I might have set the tone with that grower, when I told him that I wanted a lot of pickling cukes, but I didn't want to pay grocery-store prices for them. So anyway, after wasting a couple of weeks looking for local produce at reasonable prices, I finally gave in and made the trek to a well known "international market" in DeKalb county, and there I found what I was looking for: box quantities of pickling cukes at bulk prices. Forty. pound. boxes. Do you even know what a forty pound box of cucumbers looks like? Oh, and these cucumbers? They came from Tennessee... close enough to local for me!

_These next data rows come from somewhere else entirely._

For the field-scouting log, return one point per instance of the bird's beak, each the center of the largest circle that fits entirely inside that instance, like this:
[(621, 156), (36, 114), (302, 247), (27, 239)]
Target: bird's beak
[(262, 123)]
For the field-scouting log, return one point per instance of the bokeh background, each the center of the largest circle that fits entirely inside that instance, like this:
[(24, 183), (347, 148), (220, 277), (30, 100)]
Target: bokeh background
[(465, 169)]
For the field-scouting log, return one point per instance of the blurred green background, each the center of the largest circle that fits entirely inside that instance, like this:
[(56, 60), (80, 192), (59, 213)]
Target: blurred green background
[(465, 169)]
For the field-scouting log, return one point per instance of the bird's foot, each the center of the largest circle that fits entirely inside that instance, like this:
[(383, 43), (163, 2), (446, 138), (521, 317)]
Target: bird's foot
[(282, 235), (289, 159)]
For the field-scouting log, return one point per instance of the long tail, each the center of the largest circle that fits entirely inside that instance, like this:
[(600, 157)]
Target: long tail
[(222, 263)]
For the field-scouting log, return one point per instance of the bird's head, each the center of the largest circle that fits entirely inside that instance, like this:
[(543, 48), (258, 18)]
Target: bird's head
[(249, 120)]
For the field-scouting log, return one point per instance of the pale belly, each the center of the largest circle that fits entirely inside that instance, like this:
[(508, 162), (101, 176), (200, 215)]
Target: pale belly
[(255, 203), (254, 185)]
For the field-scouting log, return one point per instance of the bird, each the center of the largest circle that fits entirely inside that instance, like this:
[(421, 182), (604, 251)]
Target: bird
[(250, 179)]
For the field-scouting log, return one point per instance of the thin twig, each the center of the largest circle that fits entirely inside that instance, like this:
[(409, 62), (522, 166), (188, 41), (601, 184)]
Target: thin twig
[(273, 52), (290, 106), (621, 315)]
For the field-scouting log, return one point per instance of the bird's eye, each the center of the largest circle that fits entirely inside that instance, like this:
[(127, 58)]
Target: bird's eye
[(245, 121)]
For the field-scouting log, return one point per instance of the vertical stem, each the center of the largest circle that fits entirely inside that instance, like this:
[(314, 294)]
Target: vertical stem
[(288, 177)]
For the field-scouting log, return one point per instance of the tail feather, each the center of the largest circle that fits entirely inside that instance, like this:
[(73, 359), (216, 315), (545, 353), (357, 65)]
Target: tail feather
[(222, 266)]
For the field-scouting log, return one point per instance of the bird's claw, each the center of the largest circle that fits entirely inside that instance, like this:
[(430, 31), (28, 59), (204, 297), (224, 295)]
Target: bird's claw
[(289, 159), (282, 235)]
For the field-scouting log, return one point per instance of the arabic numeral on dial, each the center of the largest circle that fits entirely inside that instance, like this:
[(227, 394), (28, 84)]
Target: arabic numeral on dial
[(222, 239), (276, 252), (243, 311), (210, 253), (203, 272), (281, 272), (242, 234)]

So I looked at the box, and said "Yeah, let's do it," optimistically thinking that I might get some of my offspring interested in a joint processing effort. Hope springs eternal, even in the face of overwhelming adversity, but regardless...

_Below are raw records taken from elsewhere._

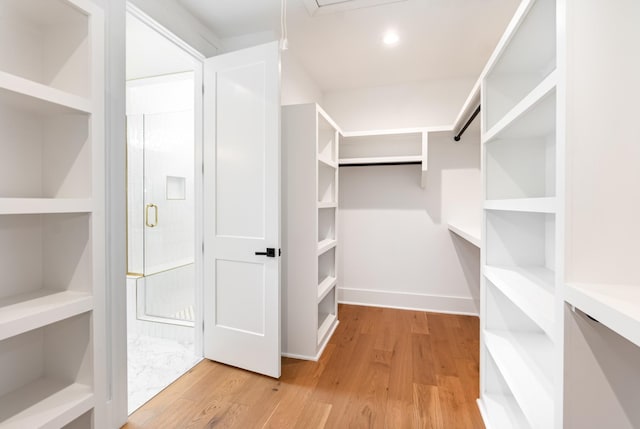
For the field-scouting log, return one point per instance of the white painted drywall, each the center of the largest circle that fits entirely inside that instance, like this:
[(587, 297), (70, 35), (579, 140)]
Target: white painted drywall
[(179, 21), (297, 86), (395, 247)]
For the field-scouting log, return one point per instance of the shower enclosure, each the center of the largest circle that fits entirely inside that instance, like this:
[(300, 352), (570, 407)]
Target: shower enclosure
[(160, 197)]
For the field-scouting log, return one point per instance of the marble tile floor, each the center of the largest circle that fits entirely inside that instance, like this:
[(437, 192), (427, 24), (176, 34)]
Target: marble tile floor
[(153, 364)]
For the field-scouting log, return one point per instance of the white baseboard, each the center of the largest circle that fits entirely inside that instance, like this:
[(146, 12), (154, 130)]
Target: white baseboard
[(301, 357), (409, 301), (315, 358)]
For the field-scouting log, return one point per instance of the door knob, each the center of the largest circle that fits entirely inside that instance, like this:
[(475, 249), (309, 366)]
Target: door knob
[(270, 253)]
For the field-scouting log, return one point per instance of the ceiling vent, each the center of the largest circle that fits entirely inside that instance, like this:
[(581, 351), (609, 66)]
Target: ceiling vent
[(322, 7)]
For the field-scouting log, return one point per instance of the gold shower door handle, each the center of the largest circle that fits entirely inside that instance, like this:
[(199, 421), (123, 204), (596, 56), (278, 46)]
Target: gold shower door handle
[(146, 215)]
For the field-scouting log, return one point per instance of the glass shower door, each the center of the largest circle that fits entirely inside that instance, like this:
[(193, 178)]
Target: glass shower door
[(169, 277)]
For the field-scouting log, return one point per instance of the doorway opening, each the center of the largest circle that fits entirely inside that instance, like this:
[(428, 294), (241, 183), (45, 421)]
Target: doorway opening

Anyway, to assist me in disposing of the excess cucumbers, my Honey decided that she would make some (non-fermented) kosher style dills using a recipé she had had a great deal of success with a number of years ago, so she took about 10 lb of the produce off my hands; and some of said offspring (never inclined to turn down free food) offered to take a few pounds as well, so I was left with only about 20 lb to turn into fermented pickles.
There must have been a tad more than 40 lb of cukes in that box though, because we probably used two or three pounds as salad cukes; and you know what? They tasted better than the ones sold for that purpose in the grocery!